Vor diesem Hintergrund ging May am 7. Mai geschwächt in die Verhandlungen mit der Labour-Führung über einen Ausweg aus der Brexit-Krise. Anfang April hatten die anderen 27 EU-Staaten das Austrittsdatum für das Vereinigte Königreich auf den 31. Oktober verschoben, um London mehr Zeit für eine akzeptable Lösung zu geben. In den Wochen davor war May im Parlament mit jenem Austrittsabkommen, das sie in den letzten zweieinhalb Jahren mit Brüssel ausgehandelt hatte, dreimal gescheitert. Doch auch keiner der zahlreichen Alternativvorschläge fand bei dem langwierigen Debattenmarathon eine Mehrheit. Folglich diskutieren nun May, Labour-Chef Jeremy Corbyn und ihre engsten Berater über einen Plan, dem Unterhaus in den nächsten Wochen das Austrittsabkommen, ergänzt um neue Paragraphen zur Beibehaltung bisheriger EU-Standards in Sachen Arbeitnehmerrechte und Umweltschutz, erneut vorzulegen. Des weiteren sieht die Vereinbarung den Verbleib des Vereinigten Königreichs in der Zollunion mit der EU bis mindestens 2022 vor, wenn in Großbritannien wieder Parlamentswahlen fällig sind.

Der Plan, wie gut gemeint auch immer, ist aus vielen Gründen sehr riskant. Durch besagte Ergänzungen soll eine Mehrheit der Labour-Abgeordneten dazu bewogen werden, für das Austrittsabkommen zu stimmen. Doch mehr als hundert von ihnen haben bereits erklärt, nur dann für den Deal Mays mit der EU votieren zu wollen, wenn das Vertragswerk auch dem Volk zur Abstimmung vorgelegt wird.

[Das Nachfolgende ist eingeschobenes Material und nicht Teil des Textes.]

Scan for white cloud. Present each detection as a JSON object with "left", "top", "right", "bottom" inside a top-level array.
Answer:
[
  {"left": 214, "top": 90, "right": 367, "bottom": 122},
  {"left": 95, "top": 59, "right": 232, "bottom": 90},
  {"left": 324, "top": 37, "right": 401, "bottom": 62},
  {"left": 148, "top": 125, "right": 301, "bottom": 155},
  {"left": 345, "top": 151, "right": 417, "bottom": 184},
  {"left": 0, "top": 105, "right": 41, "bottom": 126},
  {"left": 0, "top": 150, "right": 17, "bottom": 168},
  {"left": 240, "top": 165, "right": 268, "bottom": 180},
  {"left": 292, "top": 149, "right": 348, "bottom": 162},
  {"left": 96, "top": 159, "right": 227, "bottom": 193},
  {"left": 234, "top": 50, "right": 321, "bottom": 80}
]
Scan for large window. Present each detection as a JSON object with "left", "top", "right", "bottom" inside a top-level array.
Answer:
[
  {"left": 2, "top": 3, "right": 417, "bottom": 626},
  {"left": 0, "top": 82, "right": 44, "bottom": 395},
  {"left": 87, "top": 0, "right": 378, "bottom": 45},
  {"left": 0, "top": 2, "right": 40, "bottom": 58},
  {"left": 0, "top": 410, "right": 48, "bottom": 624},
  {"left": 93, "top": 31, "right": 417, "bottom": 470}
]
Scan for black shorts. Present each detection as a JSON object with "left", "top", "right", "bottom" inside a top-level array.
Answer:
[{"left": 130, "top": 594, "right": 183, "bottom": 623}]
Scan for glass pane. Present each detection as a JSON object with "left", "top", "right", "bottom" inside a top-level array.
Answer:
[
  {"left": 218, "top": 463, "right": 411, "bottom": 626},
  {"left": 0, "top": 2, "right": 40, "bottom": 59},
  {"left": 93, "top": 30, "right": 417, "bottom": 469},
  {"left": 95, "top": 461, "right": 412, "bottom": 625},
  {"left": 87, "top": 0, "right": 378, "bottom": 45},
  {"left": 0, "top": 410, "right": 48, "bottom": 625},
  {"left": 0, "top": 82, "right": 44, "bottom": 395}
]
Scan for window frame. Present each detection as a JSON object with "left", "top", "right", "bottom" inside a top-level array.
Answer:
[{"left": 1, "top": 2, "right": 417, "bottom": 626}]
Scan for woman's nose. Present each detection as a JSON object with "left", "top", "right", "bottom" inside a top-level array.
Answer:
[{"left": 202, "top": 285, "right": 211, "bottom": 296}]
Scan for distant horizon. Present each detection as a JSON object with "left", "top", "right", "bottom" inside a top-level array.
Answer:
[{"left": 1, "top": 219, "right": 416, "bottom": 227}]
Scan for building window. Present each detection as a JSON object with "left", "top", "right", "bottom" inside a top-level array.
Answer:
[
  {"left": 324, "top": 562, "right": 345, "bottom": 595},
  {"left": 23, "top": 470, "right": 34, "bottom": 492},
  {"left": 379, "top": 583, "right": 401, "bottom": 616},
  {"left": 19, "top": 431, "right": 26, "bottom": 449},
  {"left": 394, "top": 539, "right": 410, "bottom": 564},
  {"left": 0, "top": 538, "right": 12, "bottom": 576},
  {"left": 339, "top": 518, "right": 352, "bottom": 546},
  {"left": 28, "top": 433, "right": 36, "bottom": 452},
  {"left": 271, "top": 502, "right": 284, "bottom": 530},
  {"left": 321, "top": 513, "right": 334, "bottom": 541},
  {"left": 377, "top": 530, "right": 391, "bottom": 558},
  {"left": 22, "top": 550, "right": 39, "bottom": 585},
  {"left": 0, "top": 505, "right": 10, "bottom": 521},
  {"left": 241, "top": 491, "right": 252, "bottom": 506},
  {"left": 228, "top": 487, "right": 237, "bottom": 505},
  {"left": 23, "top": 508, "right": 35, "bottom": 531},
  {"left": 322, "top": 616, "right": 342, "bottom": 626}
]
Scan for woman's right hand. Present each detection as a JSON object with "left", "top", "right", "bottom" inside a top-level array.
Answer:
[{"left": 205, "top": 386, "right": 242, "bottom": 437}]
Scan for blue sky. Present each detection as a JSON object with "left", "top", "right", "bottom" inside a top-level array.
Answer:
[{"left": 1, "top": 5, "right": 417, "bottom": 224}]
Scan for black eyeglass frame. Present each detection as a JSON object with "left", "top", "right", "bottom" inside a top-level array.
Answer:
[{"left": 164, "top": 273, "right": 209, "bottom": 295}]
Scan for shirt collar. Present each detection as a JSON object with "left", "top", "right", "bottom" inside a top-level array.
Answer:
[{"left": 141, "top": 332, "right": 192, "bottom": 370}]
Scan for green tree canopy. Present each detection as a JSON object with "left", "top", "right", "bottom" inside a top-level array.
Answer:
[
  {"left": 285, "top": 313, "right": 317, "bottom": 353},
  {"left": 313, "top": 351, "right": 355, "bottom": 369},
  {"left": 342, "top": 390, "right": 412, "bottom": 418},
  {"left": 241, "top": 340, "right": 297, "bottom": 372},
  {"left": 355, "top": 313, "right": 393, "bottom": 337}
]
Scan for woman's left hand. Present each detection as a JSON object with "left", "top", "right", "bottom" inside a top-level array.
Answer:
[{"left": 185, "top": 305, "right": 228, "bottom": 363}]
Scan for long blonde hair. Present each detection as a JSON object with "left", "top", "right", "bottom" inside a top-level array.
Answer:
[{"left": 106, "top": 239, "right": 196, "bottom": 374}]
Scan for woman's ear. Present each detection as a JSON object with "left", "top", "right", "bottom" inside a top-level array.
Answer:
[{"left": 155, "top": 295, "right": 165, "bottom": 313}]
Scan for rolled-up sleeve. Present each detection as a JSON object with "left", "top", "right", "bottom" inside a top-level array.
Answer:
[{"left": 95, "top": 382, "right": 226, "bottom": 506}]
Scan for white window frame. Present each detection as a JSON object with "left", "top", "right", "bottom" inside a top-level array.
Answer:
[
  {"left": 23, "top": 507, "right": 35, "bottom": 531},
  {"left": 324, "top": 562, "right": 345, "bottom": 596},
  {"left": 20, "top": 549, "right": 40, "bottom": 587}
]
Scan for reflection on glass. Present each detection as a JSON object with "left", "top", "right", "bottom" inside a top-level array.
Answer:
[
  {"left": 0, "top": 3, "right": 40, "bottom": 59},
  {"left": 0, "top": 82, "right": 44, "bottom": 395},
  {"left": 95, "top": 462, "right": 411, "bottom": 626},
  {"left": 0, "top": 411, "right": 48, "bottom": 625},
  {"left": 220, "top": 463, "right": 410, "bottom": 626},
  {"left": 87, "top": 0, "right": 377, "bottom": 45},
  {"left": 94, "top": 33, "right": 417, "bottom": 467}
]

Viele Abgeordnete der Liberaldemokraten, der Scottish Nationalist Party (SNP) sowie der britischen Grünen haben sich der Forderung nach einem People's Vote, quasi einem erneuten EU-Austrittsreferendum, angeschlossen. Des weiteren muß die Labour-Führung befürchten, die Katze im Sack zu kaufen. Bei den Konservativen werden die Messer gewetzt. Mays Tage als Partei- und Premierministerin sind gezählt. Von daher gibt es keine Garantie, daß sich ihr Nachfolger bzw. ihre Nachfolgerin an die Abmachung halten wird. John McDonnell, Finanzsprecher der Sozialdemokraten und Labour-Vizechef, hat bereits auf die Möglichkeit hingewiesen, daß nach der voraussichtlich baldigen Ablösung Mays durch einen oder eine der harten Brexiteers bisherige Zusagen in Sachen EU-Austritt für ungültig erklärt werden könnten.

Ein solches Szenario droht nicht nur der Labour-Führung, sondern auch der EU und deren Brexit-Unterhändler in Brüssel. Wegen der Fristverlängerung für den Austritt sieht sich das Vereinigte Königreich gezwungen, am 23. Mai an den Wahlen zum EU-Parlament teilzunehmen. Daß der Urnengang stattfindet, gab am 7. Mai Mays Stellvertreter David Lidington offiziell bekannt. Aktuellen Umfragen zufolge dürfte die neue EU-feindliche Brexit-Partei von Nigel Farage - einst bei UKIP - mit 30 Prozent der Stimmen den ersten Platz erringen. Labour käme mit 21 Prozent auf den zweiten Platz, die Tories landeten weit abgeschlagen mit 13 Prozent auf dem dritten vor den Libdems mit zehn Prozent und den Grünen mit neun. Angesichts solcher Unbeliebtheit sind die Chancen Mays, genügend Abgeordnete der eigenen Partei für einen Kompromiß mit den Sozialdemokraten zusammenzubekommen, damit das Austrittsabkommen im Unterhaus verabschiedet werden kann, gering bis nicht existent. Von daher sind es nur noch wenige Tage oder Wochen, bis May von der eigenen Partei fallengelassen wird. Man darf gespannt sein, wie dann einer der vielen Besserwisser aus dem Lager der Brexiteers wie Gavin Williamson oder Boris Johnson mit der komplizierten Situation fertig wird.